Verführung im Supermarkt

Urbia.de (we are family)

beschäftigt sich in dem Beitrag
Wenn Kinder nach Ü-Eiern, Riegeln und Kaugummi schreien

gekonnt und informativ über die Verführungen im Supermarkt auf die – auf Grund ihres Entwicklungsstandes nur impulsiv handeln könnenden – Kleinkinder und Kinder.
Abgesehen davon, dass ein zynischer Werbespot daraus entstand, macht der Beitrag deutlich, wie zynisch eigentlich der Umgang von Lebensmittelindustrie und -handel mit Kindern ist. “Kinder sind seit einigen Jahren massiv in den Fokus der Industrie geraten. Die Unternehmen haben einen neue Kundengruppe entdeckt: jung, impulsiv und so kaufwillig wie unkritisch. Es gibt inzwischen ganze Kongresse für Kindermarketing. Lebensmittel, die sich speziell an Kinder richten, gab es in den Achtzigern kaum, Ende der Neunziger standen knapp 100 solcher Produkte in den Regalen, und heute: über 300. Das hat das Dortmunder Forschungsinstitut für Kinderernährung erhoben. Widerstand gegen all das regt sich erst jetzt, und das auch nur zaghaft. ” heißt es da. und weiter heißt es:

“Immer neue Studien zeigen, dass Zucker eher noch gefährlicher ist als bisher angenommen. Deutschlands Kinder werden dicker. Jedes siebte ist übergewichtig, Sechs Prozent sind sogar adipös, also gefährlich dick, sagt eine Studie des Robert-Koch-Instituts in Berlin. Diese Zahlen sind seit Ende der Achtziger um rund 50 Prozent gestiegen. „Die Risikowahrnehmung der meisten Eltern ist so: Sie sind zunächst besorgt über Schadstoffe oder Chemikalien in Lebensmitteln.
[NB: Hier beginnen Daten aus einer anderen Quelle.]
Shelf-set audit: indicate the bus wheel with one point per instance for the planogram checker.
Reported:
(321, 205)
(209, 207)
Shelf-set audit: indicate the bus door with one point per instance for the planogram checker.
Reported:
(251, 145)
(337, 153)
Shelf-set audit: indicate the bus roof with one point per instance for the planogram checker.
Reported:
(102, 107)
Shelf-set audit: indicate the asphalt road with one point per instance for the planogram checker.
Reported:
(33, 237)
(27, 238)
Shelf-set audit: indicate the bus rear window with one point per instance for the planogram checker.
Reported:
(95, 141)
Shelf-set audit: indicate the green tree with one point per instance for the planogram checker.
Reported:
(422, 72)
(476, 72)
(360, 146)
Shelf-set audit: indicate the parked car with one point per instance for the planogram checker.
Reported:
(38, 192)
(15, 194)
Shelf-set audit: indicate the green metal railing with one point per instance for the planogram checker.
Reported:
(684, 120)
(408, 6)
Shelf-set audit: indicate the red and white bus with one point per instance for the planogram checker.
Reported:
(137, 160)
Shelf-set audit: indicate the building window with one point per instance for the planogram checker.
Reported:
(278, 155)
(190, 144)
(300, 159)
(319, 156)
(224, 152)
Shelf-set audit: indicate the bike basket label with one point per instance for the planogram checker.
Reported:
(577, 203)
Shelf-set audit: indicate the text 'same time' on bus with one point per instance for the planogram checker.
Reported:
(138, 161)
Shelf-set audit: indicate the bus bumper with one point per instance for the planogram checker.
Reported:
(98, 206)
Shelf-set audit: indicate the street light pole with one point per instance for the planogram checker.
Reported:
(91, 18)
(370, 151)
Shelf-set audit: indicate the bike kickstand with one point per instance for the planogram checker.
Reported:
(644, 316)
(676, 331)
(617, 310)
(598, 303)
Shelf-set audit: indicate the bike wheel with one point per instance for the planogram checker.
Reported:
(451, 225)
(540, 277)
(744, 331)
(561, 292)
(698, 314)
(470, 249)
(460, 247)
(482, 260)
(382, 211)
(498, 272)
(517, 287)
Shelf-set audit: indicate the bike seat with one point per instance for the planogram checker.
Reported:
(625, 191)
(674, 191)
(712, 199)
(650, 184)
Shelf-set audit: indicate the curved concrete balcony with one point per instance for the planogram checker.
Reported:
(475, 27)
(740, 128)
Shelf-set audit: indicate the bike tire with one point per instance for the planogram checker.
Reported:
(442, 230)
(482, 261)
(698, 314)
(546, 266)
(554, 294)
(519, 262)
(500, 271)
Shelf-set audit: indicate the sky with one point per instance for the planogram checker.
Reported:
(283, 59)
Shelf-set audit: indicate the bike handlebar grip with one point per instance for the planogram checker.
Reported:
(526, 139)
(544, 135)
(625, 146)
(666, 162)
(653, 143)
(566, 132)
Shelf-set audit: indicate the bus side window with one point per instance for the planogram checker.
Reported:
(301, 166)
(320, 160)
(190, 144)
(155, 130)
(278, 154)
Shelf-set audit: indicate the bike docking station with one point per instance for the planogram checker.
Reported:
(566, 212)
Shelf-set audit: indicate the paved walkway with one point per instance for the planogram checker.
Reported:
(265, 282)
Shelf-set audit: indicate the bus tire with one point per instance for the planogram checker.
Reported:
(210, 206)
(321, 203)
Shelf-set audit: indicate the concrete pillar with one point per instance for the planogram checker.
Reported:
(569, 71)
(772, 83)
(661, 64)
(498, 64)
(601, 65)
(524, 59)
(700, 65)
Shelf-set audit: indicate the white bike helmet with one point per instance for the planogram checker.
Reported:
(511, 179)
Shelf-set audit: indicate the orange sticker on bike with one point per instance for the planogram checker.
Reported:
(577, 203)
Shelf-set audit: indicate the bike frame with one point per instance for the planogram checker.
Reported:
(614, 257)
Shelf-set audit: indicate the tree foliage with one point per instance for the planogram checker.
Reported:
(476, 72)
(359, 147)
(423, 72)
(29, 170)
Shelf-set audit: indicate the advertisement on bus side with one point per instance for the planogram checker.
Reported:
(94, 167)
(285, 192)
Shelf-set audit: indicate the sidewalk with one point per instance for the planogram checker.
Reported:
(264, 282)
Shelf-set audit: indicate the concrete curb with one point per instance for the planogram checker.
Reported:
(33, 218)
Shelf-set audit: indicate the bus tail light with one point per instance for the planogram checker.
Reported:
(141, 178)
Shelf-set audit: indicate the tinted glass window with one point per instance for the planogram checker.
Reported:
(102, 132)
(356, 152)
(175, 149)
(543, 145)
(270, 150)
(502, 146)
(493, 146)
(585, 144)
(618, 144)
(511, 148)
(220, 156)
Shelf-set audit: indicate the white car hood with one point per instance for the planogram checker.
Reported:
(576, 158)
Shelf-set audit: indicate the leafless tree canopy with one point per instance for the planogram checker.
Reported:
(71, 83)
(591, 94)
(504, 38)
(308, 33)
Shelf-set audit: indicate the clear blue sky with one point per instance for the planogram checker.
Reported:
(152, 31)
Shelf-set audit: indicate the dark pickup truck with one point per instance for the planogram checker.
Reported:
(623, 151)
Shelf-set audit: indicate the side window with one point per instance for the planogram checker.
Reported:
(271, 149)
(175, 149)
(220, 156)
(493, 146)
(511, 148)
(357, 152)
Eine ungesunde Lebensweise und Ernährung kommt bei den Elternsorgen erst an einer der hinteren Stellen”, erklärt Suzan Fiack, Sprecherin des Bundesinstituts für Risikobewertung.

Gerade erst hat das Bundesinstitut gemeinsam mit dem Umweltbundesamt eine Studie zu „Umwelt und Kindergesundheit” herausgebracht. Viele Ergebnisse sind interessant oder sogar überraschend: Das so genannte Babywasser, das in der Drogerie verkauft wird, ist nicht unbedingt besser als Leitungswasser. Säuglinge sollten keinen Honig bekommen. Aber noch wichtiger: Deutschlands Kinder essen zu wenig Obst und Gemüse, aber zu viele Süßigkeiten, Snacks und gesüßte Getränke. An diesem Problem arbeitet die Industrie leider nach Kräften mit.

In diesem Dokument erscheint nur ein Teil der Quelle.